Un bras-de-fer fédéral-provincial de longue date
Le gouvernement provincial a mis fin au programme Connexion NB-AE en partie à cause du fait qu’il ne respecte pas les critères d’admissibilité du programme d’assurance-emploi.
«L’assurance-emploi (AE) n’a jamais été destinée à financer l’éducation postsecondaire ou à servir de forme d’aide aux étudiants», indique Geneviève Mallet-Chiasson, porte-parole du ministère de l’Éducation postsecondaire, de la Formation et du Travail.
Mais le gouvernement provincial a tout de même trouvé le moyen de le faire fonctionner ainsi pendant une décennie.
«Le gouvernement fédéral a conseillé à la province de se conformer au programme fédéral», peut-on lire dans la note de service du gouvernement provincial envoyée aux associations étudiantes jeudi.
Cette demande de la part d’Ottawa n’a toutefois rien de nouveau, puisque le programme Connexion NB-AE fait l’objet d’un désaccord entre la province et Ottawa depuis des années.
Une première version du programme était d’abord réservée aux étudiants des collèges communautaires. Le gouvernement de Shawn Graham l’a ensuite élargi à certains domaines d’études clés dans les universités en 2008, puis le gouvernement de Brian Gallant l’a étendu à tous les domaines d’étude à l’université en 2016.

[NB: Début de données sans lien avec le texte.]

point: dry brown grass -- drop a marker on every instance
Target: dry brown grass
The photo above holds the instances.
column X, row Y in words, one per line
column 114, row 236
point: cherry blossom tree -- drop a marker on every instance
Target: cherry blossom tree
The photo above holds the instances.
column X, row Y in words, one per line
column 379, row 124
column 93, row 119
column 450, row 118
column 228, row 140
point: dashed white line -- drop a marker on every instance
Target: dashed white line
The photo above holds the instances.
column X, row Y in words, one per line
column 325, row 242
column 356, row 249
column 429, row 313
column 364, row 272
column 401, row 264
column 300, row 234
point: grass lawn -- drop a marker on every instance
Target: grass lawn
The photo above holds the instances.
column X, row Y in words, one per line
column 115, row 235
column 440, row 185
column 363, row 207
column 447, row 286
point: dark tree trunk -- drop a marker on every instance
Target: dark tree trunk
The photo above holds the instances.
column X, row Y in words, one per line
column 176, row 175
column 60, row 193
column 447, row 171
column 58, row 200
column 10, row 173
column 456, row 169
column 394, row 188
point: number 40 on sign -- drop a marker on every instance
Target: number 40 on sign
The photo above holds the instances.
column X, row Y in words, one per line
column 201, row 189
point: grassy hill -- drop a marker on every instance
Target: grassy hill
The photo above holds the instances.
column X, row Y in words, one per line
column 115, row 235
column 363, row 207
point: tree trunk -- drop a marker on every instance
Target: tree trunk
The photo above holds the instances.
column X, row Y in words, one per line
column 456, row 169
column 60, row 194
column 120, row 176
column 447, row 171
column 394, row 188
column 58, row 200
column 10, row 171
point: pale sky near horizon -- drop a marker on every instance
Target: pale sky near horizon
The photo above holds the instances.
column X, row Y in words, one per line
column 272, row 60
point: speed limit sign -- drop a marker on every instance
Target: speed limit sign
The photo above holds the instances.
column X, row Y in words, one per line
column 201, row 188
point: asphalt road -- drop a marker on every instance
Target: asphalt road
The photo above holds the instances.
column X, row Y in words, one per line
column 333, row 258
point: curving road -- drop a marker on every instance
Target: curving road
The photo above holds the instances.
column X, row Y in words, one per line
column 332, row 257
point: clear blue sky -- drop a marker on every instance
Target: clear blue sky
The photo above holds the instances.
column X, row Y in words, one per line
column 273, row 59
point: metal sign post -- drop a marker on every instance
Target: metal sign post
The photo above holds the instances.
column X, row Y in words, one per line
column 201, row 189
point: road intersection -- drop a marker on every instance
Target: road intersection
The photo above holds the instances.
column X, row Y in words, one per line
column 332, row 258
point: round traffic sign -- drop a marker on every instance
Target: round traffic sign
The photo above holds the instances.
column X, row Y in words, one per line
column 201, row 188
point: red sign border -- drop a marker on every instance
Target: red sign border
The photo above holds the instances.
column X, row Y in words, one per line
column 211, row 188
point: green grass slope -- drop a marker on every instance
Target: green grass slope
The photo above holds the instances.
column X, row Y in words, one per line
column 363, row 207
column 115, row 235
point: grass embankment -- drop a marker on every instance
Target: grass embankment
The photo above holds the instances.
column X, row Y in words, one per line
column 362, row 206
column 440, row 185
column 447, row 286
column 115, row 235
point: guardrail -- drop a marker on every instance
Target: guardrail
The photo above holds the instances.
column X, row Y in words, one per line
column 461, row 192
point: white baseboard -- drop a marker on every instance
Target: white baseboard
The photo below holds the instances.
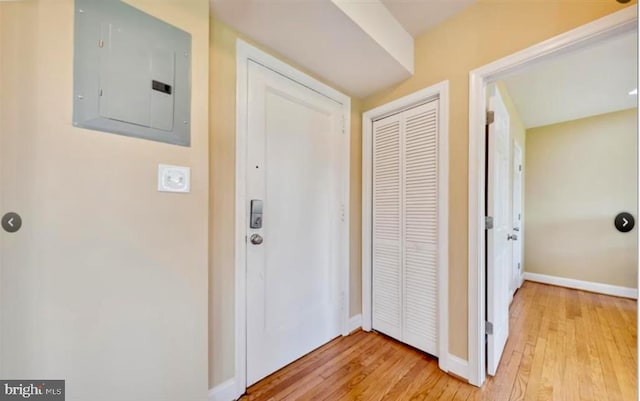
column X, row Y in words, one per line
column 457, row 366
column 355, row 322
column 225, row 391
column 599, row 288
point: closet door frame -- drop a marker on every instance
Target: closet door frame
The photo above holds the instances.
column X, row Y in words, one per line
column 440, row 91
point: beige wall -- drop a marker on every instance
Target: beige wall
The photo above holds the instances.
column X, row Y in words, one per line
column 106, row 284
column 580, row 175
column 483, row 32
column 222, row 218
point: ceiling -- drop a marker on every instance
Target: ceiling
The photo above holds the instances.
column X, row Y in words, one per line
column 358, row 46
column 589, row 81
column 417, row 16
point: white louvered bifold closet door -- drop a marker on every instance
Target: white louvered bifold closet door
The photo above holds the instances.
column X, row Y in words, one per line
column 387, row 227
column 405, row 227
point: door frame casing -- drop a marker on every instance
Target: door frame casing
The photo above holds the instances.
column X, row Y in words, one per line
column 608, row 26
column 245, row 53
column 439, row 92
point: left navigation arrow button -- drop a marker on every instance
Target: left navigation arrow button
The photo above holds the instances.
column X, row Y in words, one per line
column 11, row 222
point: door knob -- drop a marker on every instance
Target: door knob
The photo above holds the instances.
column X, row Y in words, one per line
column 256, row 239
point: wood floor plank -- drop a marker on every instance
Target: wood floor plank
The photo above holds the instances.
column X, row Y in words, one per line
column 564, row 345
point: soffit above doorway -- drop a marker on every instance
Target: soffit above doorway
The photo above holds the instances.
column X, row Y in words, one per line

«Ça fait longtemps que le gouvernement fédéral nous demande cela. J’étais là à deux reprises comme ministre de l’Éducation postsecondaire, et on se l’est fait demander les deux fois, de 2008-2010 et encore en 2016-2017. C’est la province qui a défendu cette initiative-là auprès du gouvernement fédéral parce que ça avait un impact positif», dit Donald Arseneault, qui était alors ministre de l’Éducation postsecondaire, de la Formation et du Travail.
«À la fin de la journée, ces étudiants travaillent, ils accumulent leurs heures et ensuite ils vont aux études. Là, on veut qu’ils travaillent la fin de semaine pendant qu’ils sont aux études. C’est un peu un manque d’empathie.»
La porte-parole du ministère, Geneviève Mallet-Chiasson, affirme que le programme a été «un sujet de discussion» avec Ottawa depuis 2016. Elle rappelle aussi que d’autres programmes sont en place pour aider les étudiants à l’adresse aideauxetudiants.gnb.ca.
Elle affirme aussi que les personnes «sans emploi ou sous-employées» et qui ont eu un engagement avec le marché du travail peuvent quand même recevoir de l’assurance-emploi pendant leur formation, moyennant un plan d’action pour l’emploi élaboré avec un conseiller de Travail NB.
Emploi et Développement social Canada n’a pas répondu à nos questions vendredi.